Fortunately, there’s a better solution to this problem (and it’s quite simple, too): rather than relying on post-hoc fuzzy matching to correct inconsistent naming, start off with a strict naming convention and be consistent. Then, run any data from outside sources through a few sanity checks to ensure it follows your format. These checks don’t need to be complex (check for duplicate names, inspect some entries by hand, check for errant spaces between the > and the identifier, check the overlap in names between different files, etc.).
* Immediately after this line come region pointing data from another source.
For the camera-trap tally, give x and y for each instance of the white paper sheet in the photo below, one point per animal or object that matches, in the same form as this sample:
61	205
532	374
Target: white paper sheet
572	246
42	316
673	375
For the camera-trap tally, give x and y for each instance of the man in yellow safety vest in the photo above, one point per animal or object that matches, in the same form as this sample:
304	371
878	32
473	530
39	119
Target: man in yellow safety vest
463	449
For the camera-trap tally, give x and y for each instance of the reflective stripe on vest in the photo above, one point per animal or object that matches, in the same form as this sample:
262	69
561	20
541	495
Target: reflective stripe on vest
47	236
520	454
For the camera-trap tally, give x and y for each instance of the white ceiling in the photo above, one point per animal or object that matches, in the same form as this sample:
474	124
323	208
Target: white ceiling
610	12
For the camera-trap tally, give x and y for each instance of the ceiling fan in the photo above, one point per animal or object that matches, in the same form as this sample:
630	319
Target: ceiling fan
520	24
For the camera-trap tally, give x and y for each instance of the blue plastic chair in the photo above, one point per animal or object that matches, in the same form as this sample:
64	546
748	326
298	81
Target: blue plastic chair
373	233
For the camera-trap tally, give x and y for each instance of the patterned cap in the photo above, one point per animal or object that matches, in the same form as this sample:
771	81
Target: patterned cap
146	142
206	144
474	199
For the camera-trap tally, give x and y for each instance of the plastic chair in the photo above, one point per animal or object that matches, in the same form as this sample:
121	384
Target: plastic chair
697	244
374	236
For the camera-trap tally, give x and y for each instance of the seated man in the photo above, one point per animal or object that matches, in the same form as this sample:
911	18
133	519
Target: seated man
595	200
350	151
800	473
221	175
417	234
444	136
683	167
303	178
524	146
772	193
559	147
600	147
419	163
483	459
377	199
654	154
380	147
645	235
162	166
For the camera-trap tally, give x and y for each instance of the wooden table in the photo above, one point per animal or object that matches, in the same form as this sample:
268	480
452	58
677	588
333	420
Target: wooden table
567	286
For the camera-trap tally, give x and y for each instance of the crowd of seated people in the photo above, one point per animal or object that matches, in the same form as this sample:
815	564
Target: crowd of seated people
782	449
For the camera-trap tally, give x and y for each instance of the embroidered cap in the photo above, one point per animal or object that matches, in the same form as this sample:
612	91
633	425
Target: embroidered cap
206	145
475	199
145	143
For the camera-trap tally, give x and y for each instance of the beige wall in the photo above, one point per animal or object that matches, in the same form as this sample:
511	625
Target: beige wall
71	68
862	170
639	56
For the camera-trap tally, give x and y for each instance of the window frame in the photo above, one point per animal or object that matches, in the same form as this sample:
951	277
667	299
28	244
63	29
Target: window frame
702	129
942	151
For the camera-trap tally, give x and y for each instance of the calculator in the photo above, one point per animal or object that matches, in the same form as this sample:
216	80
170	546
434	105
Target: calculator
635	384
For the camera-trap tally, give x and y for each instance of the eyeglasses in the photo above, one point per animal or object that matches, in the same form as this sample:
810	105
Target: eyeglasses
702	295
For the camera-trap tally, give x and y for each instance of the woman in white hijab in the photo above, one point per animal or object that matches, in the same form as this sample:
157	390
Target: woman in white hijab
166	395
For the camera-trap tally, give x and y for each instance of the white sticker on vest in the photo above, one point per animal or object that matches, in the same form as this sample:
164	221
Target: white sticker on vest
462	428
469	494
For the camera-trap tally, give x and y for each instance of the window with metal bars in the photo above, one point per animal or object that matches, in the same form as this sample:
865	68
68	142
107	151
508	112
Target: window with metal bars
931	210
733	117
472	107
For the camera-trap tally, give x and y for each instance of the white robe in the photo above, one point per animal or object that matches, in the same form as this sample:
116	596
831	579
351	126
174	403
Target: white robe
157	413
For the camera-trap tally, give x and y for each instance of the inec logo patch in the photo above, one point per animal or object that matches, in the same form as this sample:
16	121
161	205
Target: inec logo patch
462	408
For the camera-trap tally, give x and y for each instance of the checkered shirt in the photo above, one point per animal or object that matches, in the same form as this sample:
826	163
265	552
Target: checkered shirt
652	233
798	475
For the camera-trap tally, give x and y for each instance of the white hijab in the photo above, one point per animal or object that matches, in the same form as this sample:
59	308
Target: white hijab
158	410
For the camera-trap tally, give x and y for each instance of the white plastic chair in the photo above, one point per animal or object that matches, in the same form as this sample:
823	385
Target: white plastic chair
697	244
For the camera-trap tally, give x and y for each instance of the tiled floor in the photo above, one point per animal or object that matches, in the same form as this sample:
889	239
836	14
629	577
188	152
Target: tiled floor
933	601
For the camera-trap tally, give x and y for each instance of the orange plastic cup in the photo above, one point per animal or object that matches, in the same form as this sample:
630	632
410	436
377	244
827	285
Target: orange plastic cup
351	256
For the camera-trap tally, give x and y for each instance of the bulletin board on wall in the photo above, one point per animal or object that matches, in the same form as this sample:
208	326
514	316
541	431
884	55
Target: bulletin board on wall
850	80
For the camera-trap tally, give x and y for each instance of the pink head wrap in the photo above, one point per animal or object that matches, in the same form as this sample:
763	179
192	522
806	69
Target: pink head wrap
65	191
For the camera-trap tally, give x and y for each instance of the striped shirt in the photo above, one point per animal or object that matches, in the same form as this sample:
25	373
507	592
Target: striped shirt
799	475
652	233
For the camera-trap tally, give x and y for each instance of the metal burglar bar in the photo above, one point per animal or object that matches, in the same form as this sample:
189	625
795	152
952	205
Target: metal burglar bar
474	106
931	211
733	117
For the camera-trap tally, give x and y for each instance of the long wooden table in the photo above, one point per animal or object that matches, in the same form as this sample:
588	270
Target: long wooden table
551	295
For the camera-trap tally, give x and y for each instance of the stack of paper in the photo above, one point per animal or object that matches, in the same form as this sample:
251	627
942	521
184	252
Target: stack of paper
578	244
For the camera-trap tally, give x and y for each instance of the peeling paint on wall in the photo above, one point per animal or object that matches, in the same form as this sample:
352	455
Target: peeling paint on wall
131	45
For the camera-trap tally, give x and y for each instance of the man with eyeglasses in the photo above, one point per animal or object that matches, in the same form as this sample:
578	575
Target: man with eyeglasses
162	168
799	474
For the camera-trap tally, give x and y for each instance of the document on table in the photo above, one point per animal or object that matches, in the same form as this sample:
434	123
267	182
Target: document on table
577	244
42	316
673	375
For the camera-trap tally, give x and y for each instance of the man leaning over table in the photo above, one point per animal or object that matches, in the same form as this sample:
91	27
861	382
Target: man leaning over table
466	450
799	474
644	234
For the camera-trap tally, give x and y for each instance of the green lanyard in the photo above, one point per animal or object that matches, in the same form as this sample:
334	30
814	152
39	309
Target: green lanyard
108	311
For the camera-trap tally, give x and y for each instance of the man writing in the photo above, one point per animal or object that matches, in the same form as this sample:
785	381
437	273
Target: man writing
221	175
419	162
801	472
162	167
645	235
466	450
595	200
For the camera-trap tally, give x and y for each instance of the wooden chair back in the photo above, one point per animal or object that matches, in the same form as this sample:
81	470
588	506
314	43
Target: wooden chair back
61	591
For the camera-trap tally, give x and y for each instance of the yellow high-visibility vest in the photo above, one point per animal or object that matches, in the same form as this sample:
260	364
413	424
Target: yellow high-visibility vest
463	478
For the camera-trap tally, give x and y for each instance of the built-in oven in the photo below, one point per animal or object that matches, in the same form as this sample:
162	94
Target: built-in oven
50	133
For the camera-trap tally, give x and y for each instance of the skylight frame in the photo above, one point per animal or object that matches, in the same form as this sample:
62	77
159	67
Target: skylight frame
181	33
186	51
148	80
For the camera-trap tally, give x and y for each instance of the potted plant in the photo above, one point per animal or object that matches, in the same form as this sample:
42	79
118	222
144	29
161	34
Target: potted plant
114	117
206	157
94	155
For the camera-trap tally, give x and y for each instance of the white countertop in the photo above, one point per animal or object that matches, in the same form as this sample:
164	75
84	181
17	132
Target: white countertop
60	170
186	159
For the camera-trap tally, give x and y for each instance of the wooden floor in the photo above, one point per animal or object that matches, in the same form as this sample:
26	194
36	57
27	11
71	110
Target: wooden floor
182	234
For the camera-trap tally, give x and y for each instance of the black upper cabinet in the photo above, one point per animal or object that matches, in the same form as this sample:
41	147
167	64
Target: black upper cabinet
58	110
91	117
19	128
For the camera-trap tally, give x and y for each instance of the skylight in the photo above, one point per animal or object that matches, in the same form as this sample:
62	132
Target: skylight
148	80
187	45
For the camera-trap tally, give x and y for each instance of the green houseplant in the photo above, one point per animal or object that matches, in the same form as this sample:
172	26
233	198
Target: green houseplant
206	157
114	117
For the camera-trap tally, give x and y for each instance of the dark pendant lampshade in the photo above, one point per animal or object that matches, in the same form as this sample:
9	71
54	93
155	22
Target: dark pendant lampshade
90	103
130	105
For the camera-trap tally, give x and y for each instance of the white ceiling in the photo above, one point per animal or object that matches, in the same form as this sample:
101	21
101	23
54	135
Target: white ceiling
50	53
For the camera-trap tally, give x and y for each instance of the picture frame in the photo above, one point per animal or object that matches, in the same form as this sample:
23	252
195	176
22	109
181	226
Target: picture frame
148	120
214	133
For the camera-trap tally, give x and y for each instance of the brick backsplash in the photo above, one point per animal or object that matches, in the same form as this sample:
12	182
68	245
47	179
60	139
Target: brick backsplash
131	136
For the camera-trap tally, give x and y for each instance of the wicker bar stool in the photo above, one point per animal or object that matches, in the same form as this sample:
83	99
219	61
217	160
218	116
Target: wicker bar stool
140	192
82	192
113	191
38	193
If you need to tidy up outside data, always keep the original file and write a script that writes a corrected version to a new file. This way, the script can be easily rerun on any new version of the original dataset you receive (but you’ll still need to check everything—don’t blindly trust data!).

A common naming convention is to split the description line into two parts at the first space: the identifier and the comment. A sequence in this format would look like:

>gene_00284728 length=231;type=dna
GAGAACTGATTCTGTTACCGCAGGGCATTCGGATGTGCTAAGGTAGTAATCCATTATAAGTAACATGCGCGGAATATCCG
GAGGTCATAGTCGTAATGCATAATTATTCCCTCCCTCAGAAGGACTCCCTTGCGAGACGCCAATACCAAAGACTTTCGTA
GCTGGAACGATTGGACGGCCCAACCGGGGGGAGTCGGCTATACGTCTGATTGCTACGCCTGGACTTCTCTT

Here gene_00284728 is the identifier, and length=231;type=dna is the comment. Additionally, the ID should be unique. While certainly not a standard, the convention of treating everything before the first space as identifier and everything after as nonessential is common in bioinformatics programs (e.g., BEDtools, Samtools, and BWA all do this).